Ce goût pour les mots et les jeux qui vont avec, Anthea Bell dit l’avoir hérité de son père, Adrian Bell, un fermier du Suffolk devenu romancier, dont le passe-temps était d’écrire des mots croisés pour le Times. « Il était tout le temps en train de chercher des astuces. Ce qui est un peu mon cas, finalement. Un jeu de mots doit rester un jeu, même quand il s’agit de le traduire », confie cette mère de deux grands enfants (l’un est journaliste, l’autre universitaire).

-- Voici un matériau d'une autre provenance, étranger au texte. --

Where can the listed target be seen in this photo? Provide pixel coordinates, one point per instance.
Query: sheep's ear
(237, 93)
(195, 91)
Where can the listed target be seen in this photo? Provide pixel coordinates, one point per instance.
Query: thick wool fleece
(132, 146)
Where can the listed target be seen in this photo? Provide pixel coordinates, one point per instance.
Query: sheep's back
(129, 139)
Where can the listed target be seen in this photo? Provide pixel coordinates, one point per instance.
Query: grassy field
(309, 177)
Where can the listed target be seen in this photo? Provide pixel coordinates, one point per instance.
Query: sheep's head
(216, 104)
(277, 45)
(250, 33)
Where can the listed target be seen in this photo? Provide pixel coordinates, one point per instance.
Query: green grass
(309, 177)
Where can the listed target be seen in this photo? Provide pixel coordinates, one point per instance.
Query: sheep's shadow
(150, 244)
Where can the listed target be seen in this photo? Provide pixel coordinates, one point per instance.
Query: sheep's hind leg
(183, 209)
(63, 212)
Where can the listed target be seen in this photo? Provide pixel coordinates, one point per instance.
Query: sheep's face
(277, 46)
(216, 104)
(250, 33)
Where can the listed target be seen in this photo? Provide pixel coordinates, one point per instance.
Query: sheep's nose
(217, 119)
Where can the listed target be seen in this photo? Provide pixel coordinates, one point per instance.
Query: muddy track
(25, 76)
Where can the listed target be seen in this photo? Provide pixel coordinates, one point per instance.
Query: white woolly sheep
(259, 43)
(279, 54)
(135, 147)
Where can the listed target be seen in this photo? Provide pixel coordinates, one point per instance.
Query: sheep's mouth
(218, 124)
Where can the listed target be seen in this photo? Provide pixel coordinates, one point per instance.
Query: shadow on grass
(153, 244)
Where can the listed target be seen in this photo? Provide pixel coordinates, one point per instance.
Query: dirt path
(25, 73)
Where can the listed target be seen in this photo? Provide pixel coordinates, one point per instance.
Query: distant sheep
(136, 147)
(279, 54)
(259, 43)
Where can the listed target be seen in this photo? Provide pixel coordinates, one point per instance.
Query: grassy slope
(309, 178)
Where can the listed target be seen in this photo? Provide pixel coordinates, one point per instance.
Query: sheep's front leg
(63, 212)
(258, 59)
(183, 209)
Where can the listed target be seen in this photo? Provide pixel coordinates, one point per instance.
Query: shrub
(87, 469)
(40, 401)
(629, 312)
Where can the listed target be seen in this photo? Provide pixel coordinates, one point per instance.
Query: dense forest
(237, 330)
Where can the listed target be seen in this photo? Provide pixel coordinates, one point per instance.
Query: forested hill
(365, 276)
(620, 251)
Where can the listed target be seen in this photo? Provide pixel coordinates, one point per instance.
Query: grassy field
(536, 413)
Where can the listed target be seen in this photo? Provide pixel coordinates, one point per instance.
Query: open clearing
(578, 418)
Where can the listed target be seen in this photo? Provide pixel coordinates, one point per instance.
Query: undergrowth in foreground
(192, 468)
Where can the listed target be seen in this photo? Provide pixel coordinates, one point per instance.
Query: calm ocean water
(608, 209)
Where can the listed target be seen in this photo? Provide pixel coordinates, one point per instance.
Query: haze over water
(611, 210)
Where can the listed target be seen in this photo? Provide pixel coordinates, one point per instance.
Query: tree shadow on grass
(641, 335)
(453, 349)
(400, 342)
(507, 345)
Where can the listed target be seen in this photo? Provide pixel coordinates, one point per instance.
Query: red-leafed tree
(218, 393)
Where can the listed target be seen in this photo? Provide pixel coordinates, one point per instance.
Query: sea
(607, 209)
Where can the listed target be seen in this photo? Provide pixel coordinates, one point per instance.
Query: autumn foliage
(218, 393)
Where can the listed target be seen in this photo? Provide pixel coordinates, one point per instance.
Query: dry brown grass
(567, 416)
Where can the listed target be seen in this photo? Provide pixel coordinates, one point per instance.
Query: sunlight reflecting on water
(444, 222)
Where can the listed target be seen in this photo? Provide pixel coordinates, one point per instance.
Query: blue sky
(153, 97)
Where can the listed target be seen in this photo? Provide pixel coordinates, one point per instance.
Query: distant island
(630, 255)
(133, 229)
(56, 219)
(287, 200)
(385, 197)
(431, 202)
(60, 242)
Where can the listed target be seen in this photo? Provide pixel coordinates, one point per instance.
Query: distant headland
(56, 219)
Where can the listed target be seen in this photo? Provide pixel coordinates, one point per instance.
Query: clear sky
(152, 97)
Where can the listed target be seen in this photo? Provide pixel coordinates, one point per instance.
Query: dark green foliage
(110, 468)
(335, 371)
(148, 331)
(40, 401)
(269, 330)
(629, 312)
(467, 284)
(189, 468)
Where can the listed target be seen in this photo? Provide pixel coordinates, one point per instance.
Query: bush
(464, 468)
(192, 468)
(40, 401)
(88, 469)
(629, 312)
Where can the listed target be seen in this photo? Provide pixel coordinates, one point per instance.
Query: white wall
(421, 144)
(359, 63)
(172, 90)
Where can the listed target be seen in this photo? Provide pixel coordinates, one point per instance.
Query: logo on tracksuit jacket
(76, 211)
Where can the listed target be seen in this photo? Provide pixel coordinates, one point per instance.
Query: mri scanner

Astérix n’est qu’une petite partie de son activité. Egalement germanophone, c’est par « centaines » qu’elle a traduit des romans, des essais et des livres pour enfants. Le petit Gaulois reste toutefois sa vitrine. Le job est « assez bien payé », reconnaît-elle, mais sans royalties sur les ventes, ce qui est fort dommage : 23 millions d’albums d’Astérix en langue anglaise se sont vendus dans le monde depuis la première traduction.

Son alter ego Derek Hockridge est mort il y a deux ans, mais Anthea Bell ne compte pas en rester là, à bientôt 80 ans. « J’aime travailler Je continuerai jusqu’à ce que les maisons d’édition ne veuillent plus de moi», dit-elle dans le salon de son cottage, entourée de ses chats sacrés de Birmanie. L’un porte le nom d’un personnage du Conte d’hiver de Shakespeare, Mopsa. Un autre s’appelle Violetta, comme l’héroïne de La Traviata. Aucun n’a été baptisé en référence à Astérix. « Les chats se prennent trop au sérieux », assure la vieille dame.